Cutis marmorata telangiectatica congenita (CMTC) is a rare vascular disorder characterized by localized or generalized persistent cutis marmorata, which refers to a mottled or marbled appearance of the skin due to dilated blood vessels. The exact prevalence of CMTC is not well-established, as it is a relatively uncommon condition. However, it is estimated to occur in approximately 1 in 2,500 to 1 in 50,000 live births.
CMTC is typically present at birth or appears within the first few weeks of life. It can affect both males and females, and there is no known ethnic or geographic predilection. The condition may vary in severity, with some individuals experiencing mild symptoms while others have more extensive involvement.

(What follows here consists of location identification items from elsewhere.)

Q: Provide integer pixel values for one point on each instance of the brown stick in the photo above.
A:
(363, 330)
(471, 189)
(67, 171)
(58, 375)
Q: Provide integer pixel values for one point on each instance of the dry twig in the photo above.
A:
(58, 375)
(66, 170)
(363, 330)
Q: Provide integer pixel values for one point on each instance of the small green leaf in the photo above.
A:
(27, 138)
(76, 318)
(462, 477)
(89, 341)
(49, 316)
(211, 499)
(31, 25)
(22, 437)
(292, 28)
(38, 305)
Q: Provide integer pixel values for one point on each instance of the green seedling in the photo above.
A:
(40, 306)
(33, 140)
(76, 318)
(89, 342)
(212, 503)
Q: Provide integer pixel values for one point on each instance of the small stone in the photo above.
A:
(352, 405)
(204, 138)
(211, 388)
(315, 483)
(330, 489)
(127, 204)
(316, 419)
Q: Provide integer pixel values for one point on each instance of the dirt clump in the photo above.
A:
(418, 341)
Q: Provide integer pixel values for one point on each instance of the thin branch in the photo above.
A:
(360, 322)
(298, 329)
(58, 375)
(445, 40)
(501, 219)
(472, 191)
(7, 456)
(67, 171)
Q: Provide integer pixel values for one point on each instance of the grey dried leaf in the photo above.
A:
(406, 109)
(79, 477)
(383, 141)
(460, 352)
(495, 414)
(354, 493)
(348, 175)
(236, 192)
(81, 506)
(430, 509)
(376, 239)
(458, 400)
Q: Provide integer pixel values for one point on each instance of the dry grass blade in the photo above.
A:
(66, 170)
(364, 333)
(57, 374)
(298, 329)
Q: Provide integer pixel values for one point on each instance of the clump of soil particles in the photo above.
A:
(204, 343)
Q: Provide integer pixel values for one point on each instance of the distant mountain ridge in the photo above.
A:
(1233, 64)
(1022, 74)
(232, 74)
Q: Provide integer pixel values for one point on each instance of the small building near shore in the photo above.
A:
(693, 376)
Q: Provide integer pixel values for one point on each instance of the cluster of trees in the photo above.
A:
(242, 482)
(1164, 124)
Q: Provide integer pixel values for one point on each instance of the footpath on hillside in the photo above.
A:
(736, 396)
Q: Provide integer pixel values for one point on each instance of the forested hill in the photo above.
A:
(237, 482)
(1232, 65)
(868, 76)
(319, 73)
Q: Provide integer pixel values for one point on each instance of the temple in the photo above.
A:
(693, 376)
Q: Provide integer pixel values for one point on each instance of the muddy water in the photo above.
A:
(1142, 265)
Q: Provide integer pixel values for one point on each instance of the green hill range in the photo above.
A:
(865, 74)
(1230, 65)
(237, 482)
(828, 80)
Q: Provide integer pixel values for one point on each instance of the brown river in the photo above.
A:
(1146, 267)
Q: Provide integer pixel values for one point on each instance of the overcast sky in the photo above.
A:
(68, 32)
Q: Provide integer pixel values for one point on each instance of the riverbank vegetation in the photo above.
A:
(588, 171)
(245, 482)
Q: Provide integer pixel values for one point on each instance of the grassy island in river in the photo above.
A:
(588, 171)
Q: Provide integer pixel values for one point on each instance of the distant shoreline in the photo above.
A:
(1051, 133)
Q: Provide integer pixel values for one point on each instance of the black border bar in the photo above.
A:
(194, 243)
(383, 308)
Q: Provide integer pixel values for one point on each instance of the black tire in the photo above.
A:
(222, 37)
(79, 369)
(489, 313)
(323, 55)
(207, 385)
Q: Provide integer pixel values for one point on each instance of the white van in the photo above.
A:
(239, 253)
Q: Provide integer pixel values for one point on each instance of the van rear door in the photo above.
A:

While the exact cause of CMTC is unknown, it is believed to result from abnormalities in the development of blood vessels during fetal development. The condition is usually sporadic, meaning it occurs randomly without a family history. However, in rare cases, CMTC may be inherited in an autosomal dominant or recessive manner.
Early recognition and appropriate management of CMTC are crucial to address potential complications and provide supportive care. The treatment primarily focuses on symptom management and may involve measures such as protecting the skin from temperature extremes and providing regular follow-up with healthcare professionals.